引用本文: 舒在习,陈一帆,张威,等. 储藏条件与优质籼稻品质变化关系的研究[J]. 食品工业科技,2022,43(19):393−400. doi: 10.13386/j.issn1002-0306.2022010155.
SHU Zaixi, CHEN Yifan, ZHANG Wei, et al. Study on the Relationship between Storage Conditions and Quality Changes of High-quality Indica Rice[J]. Science and Technology of Food Industry, 2022, 43(19): 393−400. (in Chinese with English abstract). doi: 10.13386/j.issn1002-0306.2022010155.
Citation: SHU Zaixi, CHEN Yifan, ZHANG Wei, et al.
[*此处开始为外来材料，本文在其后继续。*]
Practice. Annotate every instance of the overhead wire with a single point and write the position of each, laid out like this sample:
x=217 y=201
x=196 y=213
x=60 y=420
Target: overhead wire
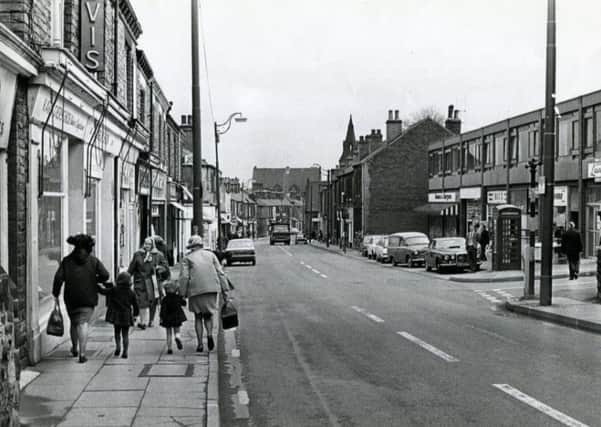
x=206 y=65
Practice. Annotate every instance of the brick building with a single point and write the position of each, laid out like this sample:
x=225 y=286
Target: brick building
x=378 y=192
x=85 y=141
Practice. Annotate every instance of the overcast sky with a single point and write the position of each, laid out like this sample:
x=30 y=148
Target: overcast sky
x=297 y=69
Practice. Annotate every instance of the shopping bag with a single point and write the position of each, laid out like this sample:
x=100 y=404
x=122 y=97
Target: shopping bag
x=56 y=326
x=229 y=315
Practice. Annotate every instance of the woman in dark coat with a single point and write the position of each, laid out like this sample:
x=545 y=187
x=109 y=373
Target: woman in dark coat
x=80 y=271
x=147 y=263
x=122 y=308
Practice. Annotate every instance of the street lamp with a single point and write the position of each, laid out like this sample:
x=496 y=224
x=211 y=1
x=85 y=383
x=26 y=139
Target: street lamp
x=220 y=129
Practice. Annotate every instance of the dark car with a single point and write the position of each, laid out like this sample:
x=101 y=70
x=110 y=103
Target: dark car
x=240 y=250
x=447 y=253
x=407 y=248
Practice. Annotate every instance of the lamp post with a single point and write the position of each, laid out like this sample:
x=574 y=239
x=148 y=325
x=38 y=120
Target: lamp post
x=220 y=129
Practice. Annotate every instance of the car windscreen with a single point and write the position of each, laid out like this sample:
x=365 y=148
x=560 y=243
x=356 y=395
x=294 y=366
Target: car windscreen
x=450 y=244
x=242 y=244
x=417 y=240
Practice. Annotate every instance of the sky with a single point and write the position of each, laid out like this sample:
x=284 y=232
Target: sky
x=298 y=69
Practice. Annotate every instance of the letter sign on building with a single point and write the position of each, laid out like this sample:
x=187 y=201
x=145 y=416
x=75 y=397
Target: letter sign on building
x=92 y=34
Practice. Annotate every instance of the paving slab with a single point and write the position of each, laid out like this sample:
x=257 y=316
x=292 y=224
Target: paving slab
x=96 y=417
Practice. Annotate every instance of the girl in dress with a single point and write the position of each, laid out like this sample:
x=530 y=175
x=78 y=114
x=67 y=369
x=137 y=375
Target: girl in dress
x=172 y=315
x=122 y=308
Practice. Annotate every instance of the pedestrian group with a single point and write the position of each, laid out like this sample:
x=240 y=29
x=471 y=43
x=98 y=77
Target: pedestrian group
x=138 y=291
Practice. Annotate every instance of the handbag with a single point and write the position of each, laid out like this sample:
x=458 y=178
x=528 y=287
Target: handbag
x=229 y=315
x=56 y=326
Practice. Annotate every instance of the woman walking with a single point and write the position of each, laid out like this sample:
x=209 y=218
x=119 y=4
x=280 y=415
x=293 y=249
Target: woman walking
x=201 y=279
x=80 y=271
x=122 y=308
x=148 y=268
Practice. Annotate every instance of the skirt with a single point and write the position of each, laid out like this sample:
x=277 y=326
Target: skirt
x=203 y=304
x=80 y=315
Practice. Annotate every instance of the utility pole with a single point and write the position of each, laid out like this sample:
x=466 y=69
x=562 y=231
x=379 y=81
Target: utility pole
x=196 y=136
x=549 y=164
x=532 y=212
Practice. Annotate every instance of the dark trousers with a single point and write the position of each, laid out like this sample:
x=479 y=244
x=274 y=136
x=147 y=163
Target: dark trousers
x=471 y=254
x=573 y=265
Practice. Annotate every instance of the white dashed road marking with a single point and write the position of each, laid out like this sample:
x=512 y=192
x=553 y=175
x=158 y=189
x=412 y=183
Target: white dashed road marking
x=428 y=347
x=367 y=314
x=547 y=410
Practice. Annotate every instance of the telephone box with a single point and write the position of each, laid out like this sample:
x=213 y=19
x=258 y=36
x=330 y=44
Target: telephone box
x=508 y=238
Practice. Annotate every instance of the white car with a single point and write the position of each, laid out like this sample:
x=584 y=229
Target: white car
x=381 y=250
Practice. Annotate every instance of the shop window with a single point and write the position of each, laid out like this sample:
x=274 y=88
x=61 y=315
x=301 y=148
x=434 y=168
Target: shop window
x=575 y=137
x=587 y=133
x=500 y=149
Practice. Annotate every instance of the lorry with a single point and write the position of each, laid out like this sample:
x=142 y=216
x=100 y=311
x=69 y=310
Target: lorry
x=279 y=232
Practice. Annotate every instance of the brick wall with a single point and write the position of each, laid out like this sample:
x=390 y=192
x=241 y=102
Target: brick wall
x=29 y=20
x=18 y=176
x=72 y=41
x=398 y=182
x=9 y=366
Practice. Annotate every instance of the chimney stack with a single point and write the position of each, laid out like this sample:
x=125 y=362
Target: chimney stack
x=453 y=122
x=394 y=127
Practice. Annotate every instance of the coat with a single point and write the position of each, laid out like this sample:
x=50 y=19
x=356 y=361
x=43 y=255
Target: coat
x=571 y=244
x=201 y=273
x=122 y=305
x=142 y=273
x=80 y=276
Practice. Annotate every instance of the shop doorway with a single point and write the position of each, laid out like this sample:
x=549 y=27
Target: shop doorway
x=593 y=223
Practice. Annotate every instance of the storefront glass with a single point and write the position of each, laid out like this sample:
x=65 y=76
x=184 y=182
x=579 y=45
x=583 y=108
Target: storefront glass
x=50 y=214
Study on the Relationship between Storage Conditions and Quality Changes of High-quality Indica Rice[J]. Science and Technology of Food Industry, 2022, 43(19): 393−400. (in Chinese with English abstract). doi: 10.13386/j.issn1002-0306.2022010155.

储藏条件与优质籼稻品质变化关系的研究

Study on the Relationship between Storage Conditions and Quality Changes of High-quality Indica Rice

  • 摘要: 为探究储藏条件与优质籼稻品质变化的关系,将优质籼稻“丰优22”样品在4种储藏温度(15、20、25和30 ℃)、3种水分含量(13.5%、14.5%和15.5%)和2种气体成分(氮气、空气)条件下模拟储藏360 d,定期测定其黄粒米含量、发芽率、电导率、α-淀粉酶活性、脂肪酸值、胶稠度、直链淀粉含量、米汤固形物、碘蓝值和米饭硬度、米饭黏度、米饭平衡度、米饭弹性、外观评分、口感评分、综合评分等指标。结果表明,储藏温度越高、水分含量越大,品质变化越明显;在储藏温度、水分含量相同的情况下,氮气储藏具有延缓品质变化的作用。采用主成分分析法对16个指标进行分析,通过降维得到5个累积贡献率达到81.055%的主成分因子,对各主成分中正特征值较大的指标进行筛选,获得发芽率、电导率、碘蓝值和直链淀粉含量等具有代表性的品质特征指标。将4个特征指标与储藏温度、水分含量、气体成分进行相关性分析,发现储藏温度对优质籼稻特征指标影响最大,水分含量影响次之,气体成分影响最小。

     

    Abstract: In order to explore the relationship between storage conditions and the quality changes of high-quality indica rice, the high-quality indica rice “Fengyou 22” samples were stored at 4 storage temperatures (15, 20, 25 and 30 ℃) and 3 moisture contents (13.5%, 14.5% and 15.5%) and 2 gas composition (modified atmosphere with nitrogen, non-modified atmosphere) simulated storage for 360 d, and the yellow rice content, germination rate, electrical conductivity, α-amylase activity, fatty acid value, gel consistency, straight chain starch content, rice soup solids, iodine blue value and rice hardness, rice viscosity, rice balance, rice elasticity, appearance score, taste score, comprehensive score and other indicators were regularly determined. The results showed that the higher the storage temperature and the higher the moisture content, the more obvious the quality changed; under the same condition of storage temperature and moisture content, nitrogen storage had the effect of delaying the quality change. The principal component analysis method was used to analyze the 16 indicators, and 5 principal component factors with a cumulative contribution rate of 81.055% were obtained through dimensionality reduction. Representative quality indicators were chosen from the indicators with larger positive eigenvalues in each principal component, which were germination rate, electrical conductivity, iodine blue value and amylose content. The correlation analysis of the four characteristic indexes with storage temperature, moisture content and gas composition showed that storage temperature had the greatest influence on the characteristic indexes of high-quality indica rice, followed by moisture content then gas composition.